With our compact stack representation, we can see the following reduction with body this ++ other + e.

  1. [1,2,3] ++ [4,5,6]
  2. [2,3] ++ [4,5,6] + 1
  3. [3] ++ [4,5,6] + 2 + 1
  4. [] ++ [4,5,6] + 3 + 2 + 1
  5. [4,5,6] + 3 + 2 + 1
  6. [3,4,5,6] + 2 + 1
  7. [2,3,4,5,6] + 1
  8. [1,2,3,4,5,6]

This body represents someone strong enough to lift the whole first stack of chairs and to land it on the second one.

You may wonder why [2,3] ++ [4,5,6] + 1 reduces to [3] ++ [4,5,6] + 2 + 1 and not to [3] ++ [4,5,6] + 1 + 2.

This is because the part that reduces is just [2,3] ++ [4,5,6]; the ending + 1 will stay at the end. That is, we replace [2,3] ++ [4,5,6] with [3] ++ [4,5,6] + 2 inside the expression [2,3] ++ [4,5,6] + 1.

Note that there are many alternative ways to write that body. All of those ways would compile, but they do conceptually different operations. Some produce different ordering in the result, and some do not even terminate.

One obvious variant is to add parenthesis: this ++ (other + e).

  1. [1,2,3] ++ [4,5,6]
  2. [2,3] ++ ([4,5,6] + 1)
  3. [2,3] ++ [1,4,5,6]
  4. [3] ++ ([1,4,5,6] + 2)
  5. [3] ++ [2,1,4,5,6]
  6. [] ++ ([2,1,4,5,6] + 3)
  7. [] ++ [3,2,1,4,5,6]
  8. [3,2,1,4,5,6]

As you can see, instead of creating a large expression this version accumulates the results in the second argument directly. This represents more closely what a person could do if they had to merge two stacks of chairs and if they were weak enough that they could only lift a single chair at any time.

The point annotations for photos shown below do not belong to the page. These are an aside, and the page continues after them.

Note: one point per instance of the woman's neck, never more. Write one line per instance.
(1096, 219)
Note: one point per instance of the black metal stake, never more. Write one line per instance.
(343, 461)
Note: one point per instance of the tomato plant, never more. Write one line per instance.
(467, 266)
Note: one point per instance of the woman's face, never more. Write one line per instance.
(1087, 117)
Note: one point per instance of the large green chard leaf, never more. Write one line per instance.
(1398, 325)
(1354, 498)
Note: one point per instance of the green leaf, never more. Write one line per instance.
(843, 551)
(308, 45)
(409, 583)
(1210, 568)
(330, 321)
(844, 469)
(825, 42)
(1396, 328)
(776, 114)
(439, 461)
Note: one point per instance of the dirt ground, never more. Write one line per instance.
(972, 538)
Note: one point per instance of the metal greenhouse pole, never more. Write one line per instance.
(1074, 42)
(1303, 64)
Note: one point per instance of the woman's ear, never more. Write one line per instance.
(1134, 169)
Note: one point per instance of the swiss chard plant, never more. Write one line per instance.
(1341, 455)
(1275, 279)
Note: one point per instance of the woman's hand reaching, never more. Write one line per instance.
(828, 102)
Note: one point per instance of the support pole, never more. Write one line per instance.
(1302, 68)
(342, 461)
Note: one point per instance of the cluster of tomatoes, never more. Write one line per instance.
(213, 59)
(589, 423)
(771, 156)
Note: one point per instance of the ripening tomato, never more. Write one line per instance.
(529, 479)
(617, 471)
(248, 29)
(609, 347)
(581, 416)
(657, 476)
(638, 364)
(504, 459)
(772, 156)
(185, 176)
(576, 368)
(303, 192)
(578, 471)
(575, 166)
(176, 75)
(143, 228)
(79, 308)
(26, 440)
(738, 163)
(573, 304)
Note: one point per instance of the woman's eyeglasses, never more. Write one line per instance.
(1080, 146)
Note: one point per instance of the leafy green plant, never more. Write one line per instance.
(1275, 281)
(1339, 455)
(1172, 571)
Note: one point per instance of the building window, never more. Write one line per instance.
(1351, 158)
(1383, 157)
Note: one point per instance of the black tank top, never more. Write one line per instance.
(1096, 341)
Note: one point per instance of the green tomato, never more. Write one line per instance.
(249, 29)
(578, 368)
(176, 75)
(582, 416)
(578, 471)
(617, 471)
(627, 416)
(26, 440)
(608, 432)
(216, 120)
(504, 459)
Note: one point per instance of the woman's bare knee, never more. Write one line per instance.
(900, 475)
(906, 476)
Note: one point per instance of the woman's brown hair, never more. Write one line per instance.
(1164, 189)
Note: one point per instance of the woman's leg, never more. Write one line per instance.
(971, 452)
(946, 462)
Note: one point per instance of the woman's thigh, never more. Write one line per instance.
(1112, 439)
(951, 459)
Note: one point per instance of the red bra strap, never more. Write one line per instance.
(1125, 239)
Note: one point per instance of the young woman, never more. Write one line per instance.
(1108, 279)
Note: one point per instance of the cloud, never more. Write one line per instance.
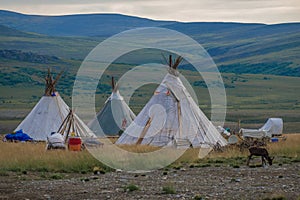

Note how this version produces a different ordering in the result.

This is known in computer science as a tail recursive algorithm. Some older languages require tail recursive algorithms for optimization reasons. This is usually not a concern in Fearless. It is still early to discuss why and how this is not a problem. Now we just clarify that we can avoid worrying about those ideas in a modern language like Fearless.

Note how if we explicitly pass the empty stack as the second argument, we can use it as an empty initial accumulator, and we get a reverse: [1,2,3] ++ [] reduces to [3,2,1]

Consider this other alternative body: other ++ this + e

  1. [1,2,3] ++ [4,5,6]
  2. [4,5,6] ++ [2,3] + 1
  3. [2,3] ++ [5,6] + 4 + 1
  4. [5,6] ++ [3] + 2 + 4 + 1
  5. [3] ++ [6] + 5 + 2 + 4 + 1
  6. [6] ++ [] + 3 + 5 + 2 + 4 + 1
  7. [] ++ [] + 6 + 3 + 5 + 2 + 4 + 1
  8. [] + 6 + 3 + 5 + 2 + 4 + 1
  9. [6] + 3 + 5 + 2 + 4 + 1
  10. [3,6] + 5 + 2 + 4 + 1
  11. [5,3,6] + 2 + 4 + 1
  12. [2,5,3,6] + 4 + 1
  13. [4,2,5,3,6] + 1
  14. [1,4,2,5,3,6]

Oh, wow, what a mess! This version basically alternates the content of the two stacks. What happens if we add the parenthesis here? Consider this other alternative body: other ++ (this + e)

  1. [1,2,3] ++ [4,5,6]
  2. [4,5,6] ++ ([2,3] + 1)
  3. [4,5,6] ++ [1,2,3]
  4. [1,2,3] ++ ([5,6] + 4)
  5. [1,2,3] ++ [4,5,6]

Oh no! This version loops back to the original form. This means that this algorithm would go on reducing forever. Intuitively, this is the case because we are now forcing immediate recomposition of the stack we just decomposed: by doing this + e early, we go back to our original value, instead of slowly navigating toward the end stack. For the same reason, also this following other body variation would not terminate: this + e ++ other

We have one last variation to consider: other + e ++ this This also does not terminate: Termination of Stack[T]++ is only possible if the left element is an empty stack, but the result of Stack[T]+ is always not empty. That is, this implementation of Stack[T]++ calls Stack[T]++ in a way that is guaranteed to call back the same Stack[T]++ implementation over and over.

As you can see, there are many ways to permute the ++ and the + call on this, other and e. In order to learn to code, you need to learn to visualise the results of those calls.

We will soon see how Testing can be used to supplement the miserable visualisation skills of most humans.

Conceptually, Stack[T]++ is similar to the peano Number+ operation, and the whole stack concept can be seen as a peano number where some information is stored near each successor call.